CISM has developed PLASCON3D, a geomechanical simulation code primarily interested in the study of soil erosion, compaction and subsidence phenomena.

The F.E. code PLASCON3D is based on the theory described below and comes directly as an extension of the 2D version PLASCON.

The code develops coupled thermo-hygro-mechanical compaction/subsidence analyses within a saturated (locally partially saturated) porous medium subjected to external loads and water/gas withdrawals from deep layers (aquifers/reservoirs). The code is being updated to take into account material non-linearities (critical state plasticity model), necessary once rebound phenomena are to be considered.

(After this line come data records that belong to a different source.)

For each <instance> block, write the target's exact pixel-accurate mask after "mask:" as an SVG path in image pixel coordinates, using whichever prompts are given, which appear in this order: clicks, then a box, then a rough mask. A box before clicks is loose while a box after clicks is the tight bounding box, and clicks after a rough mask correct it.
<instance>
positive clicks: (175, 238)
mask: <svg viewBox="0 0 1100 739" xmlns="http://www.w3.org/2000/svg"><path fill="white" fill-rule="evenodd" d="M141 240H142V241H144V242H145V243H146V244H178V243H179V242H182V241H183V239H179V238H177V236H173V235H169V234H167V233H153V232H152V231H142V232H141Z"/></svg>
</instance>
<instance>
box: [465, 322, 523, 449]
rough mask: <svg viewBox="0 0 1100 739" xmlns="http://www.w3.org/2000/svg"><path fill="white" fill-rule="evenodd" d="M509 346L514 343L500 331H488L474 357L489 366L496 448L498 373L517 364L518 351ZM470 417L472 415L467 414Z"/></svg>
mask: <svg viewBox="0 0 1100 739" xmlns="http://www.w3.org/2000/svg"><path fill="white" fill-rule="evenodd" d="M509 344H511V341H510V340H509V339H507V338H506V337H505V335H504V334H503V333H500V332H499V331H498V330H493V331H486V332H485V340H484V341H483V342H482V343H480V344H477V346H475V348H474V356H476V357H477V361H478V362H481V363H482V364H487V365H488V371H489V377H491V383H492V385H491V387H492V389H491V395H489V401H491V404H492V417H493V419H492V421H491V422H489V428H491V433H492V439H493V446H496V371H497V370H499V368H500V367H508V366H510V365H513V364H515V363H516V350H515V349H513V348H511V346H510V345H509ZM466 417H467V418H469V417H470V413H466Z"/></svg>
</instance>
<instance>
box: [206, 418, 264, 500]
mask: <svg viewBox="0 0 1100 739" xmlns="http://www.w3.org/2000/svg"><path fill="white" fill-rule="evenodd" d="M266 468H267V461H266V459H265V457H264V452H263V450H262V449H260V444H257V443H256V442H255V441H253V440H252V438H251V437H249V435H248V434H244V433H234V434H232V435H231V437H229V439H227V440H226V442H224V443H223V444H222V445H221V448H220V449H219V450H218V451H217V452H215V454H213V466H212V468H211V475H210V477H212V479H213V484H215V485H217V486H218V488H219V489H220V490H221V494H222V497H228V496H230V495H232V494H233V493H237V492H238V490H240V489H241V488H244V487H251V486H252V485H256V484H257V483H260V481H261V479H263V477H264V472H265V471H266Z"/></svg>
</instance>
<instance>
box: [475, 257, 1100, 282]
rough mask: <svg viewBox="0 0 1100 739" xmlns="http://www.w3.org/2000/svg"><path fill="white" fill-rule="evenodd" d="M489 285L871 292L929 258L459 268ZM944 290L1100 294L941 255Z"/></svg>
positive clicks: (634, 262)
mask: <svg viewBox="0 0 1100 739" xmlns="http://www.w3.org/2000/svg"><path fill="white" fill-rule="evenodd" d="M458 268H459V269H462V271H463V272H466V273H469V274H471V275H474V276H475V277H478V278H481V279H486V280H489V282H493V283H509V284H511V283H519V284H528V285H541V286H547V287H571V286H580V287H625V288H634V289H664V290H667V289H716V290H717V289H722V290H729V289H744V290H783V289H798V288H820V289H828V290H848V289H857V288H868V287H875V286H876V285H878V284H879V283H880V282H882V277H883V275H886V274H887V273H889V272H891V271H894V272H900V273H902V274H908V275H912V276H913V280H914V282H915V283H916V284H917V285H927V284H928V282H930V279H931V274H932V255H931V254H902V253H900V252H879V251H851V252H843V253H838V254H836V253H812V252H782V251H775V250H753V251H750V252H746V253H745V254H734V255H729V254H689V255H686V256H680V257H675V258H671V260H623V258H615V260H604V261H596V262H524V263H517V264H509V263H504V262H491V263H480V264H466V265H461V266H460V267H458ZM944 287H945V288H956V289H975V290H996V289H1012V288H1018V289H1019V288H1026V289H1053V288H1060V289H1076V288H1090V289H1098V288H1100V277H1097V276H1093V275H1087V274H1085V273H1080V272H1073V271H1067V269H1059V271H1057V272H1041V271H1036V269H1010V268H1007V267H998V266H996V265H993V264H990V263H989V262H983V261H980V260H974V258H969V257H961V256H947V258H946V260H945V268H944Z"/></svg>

It is planned to further extend the elasto-plastic constitutive law to partially saturated states by means of the BSZ model.

In addition of the assumption of small strains and the absence of inertial effects, the following simplifications have been introduced:

- creep is not accounted for;
- body forces and hydraulic heads are assumed to remain constant and act in the direction of one of the global coordinates;
- the permeability matrix is assumed to have zero off-diagonal terms and is assumed constant throughout each element.

The problem of subsidence above gas reservoirs

Surface subsidence due to extraction of underground fluids (water, hydrocarbons) plays an important role in reservoir engineering. In recent years a great deal of attention has been directed towards this phenomenon, also because it affects historical cities, like Venice and Ravenna in Italy. Subsidence analyses are computationally intensive because they involve problems of regional scale and very long time spans: e.g. in the case of the Groningen gas field, subsidence predictions for the year 2050 have been made from the year 1973 on.

References

• B.A. Schrefler, X. Wang, V. Salomoni, G. Zuccolo, "An efficient parallel algorithm for three-dimensional analysis of subsidence above gas reservoirs", Int. J. Num. Meth. Fluids, 31(1), 247-60, 1999.
• R.W. Lewis, B.A. Schrefler, "The finite element method in the deformation and consolidation of porous media", Wiley, Chichester, 1987.
• G. Bolzon, B.A. Schrefler, O.C. Zienkiewicz, "Elastoplastic soil constitutive laws generalized to semisaturated states", Géotechnique, 46(2), 279-289, 1996.
• M. Zambon, "Abbassamenti anormali del suolo nel Ravennate", La Bonifica, 1-2, 58-64, 1968 (in italian).
• L. Carbognin, P. Gatto, G. Mozzi and G. Gambolati, "Land subsidence of Ravenna and its similarities with the Venice case", Evaluation and Prediction of Subsidence, S.K. Saxena Ed., ASCE, New York, 254-66, 1978.
• Ministero Dell' Agricoltura e Delle Foreste, "L'abbassamento del suolo della zona litorale Ravennate", Concessione Studio D. M. 9-11-71, No. 481, 1976 (in italian).
• T. Ippolito, "La subsidenza di Ravenna", Le Scienze, 99, 104-11, 1976 (in italian).
• B.A. Schrefler, R.W. Lewis and C.E. Majorana, "Subsidence above volumetric and waterdrive gas reservoirs", Int. J. Num. Meth. Fluids, 1(2), 101-15, 1981.
• L. Simoni, V. Salomoni, B.A. Schrefler, "Elastoplastic subsidence models with and without capillary effects", Comp. Meth. Appl. Mech. Engng., 171, 491-502, 1999.